Komunitas Guru Satkaara Berbagi (KGSB) terus berupaya menjawab tantangan penanganan masalah putus sekolah demi keberlangsungan Indonesia.
"Putus sekolah merupakan permasalahan yang memerlukan kolaborasi segala pihak, khususnya guru sebagai garda terdepan," kata founder KGSB Ruth Andriani pada gelaran webinar KGSB "Mencegah dan Menangani Remaja Putus Sekolah Melalui Konseling Psikososial".
Ruth mengungkapkan, 81 guru anggota KGSB memiliki siswa putus sekolah.
Alasan terbesar para siswa adalah pengaruh lingkungan yang tidak baik, kurangnya motivasi belajar, dan faktor keluarga yang tidak harmonis.
Menurut Survei Ekonomi Nasional (Susenas) 2021, terungkap 76 persen keluarga mengakui anaknya putus sekolah karena alasan ekonomi.
Sebagian besar yaitu 67,0 persen di antaranya tidak mampu membayar biaya sekolah, sementara sisanya yaitu 8,7 persen anak harus mencari nafkah.

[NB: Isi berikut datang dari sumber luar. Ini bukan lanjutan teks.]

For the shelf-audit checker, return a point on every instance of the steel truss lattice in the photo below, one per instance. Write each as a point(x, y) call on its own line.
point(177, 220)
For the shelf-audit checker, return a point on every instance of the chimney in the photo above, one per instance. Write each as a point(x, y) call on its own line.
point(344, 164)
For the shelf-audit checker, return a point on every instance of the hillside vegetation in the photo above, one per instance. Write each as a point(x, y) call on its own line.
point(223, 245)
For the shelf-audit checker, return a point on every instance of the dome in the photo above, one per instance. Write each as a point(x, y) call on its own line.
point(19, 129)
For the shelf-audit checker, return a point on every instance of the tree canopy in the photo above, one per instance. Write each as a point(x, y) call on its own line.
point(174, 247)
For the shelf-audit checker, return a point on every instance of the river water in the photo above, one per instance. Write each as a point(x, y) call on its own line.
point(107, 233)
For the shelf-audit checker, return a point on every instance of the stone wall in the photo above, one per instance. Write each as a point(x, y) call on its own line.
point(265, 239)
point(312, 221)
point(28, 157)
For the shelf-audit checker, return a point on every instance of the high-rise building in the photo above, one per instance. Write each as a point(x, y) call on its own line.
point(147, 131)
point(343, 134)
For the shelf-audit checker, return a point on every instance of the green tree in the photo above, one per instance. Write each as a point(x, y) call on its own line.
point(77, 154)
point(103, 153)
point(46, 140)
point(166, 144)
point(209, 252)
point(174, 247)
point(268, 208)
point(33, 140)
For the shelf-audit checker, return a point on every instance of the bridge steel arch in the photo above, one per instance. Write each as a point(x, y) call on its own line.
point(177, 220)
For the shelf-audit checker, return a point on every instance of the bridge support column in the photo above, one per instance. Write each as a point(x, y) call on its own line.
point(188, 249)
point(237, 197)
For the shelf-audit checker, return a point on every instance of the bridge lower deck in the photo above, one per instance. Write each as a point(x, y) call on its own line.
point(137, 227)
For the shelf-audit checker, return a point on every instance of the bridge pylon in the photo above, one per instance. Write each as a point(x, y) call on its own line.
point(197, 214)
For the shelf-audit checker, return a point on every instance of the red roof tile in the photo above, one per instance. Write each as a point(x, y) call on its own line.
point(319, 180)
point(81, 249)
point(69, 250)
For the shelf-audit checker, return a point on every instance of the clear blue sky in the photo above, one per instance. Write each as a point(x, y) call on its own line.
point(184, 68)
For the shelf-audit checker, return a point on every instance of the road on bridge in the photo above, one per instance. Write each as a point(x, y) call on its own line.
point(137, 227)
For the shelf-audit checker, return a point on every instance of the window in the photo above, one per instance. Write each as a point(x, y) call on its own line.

Baca juga: Mitigasi Kebakaran Lahan Gambut, BRGM Gelar Sekolah Lapang Petani Gambut
Pengajar di Departemen Psikologi Universitas Brawijaya Yuliezar Perwira Dara mengatakan, di samping alasan ekonomi, pemicu putus sekolah adalah pernikahan dini, bullying, kurangnya motivasi, kurangnya kesadaran siswa dan orang tua akan pendidikan, hingga keragaman atau heterogenitas siswa yang mengarah pada perilaku maladaptive.
Penanganan putus sekolah, kata Yuliezer, dapat dilakukan dengan cara prevensi jika permasalan belum terjadi dan intervensi jika sudah terjadi.
"Prevensi dapat dilakukan dengan empat hal, yaitu identifikasi dini kepada siswa yang berisiko putus sekolah. Identifikasi dapat dilihat dari sikap, perilaku, dan kedisiplinan di sekolah," ujar Yuliezar.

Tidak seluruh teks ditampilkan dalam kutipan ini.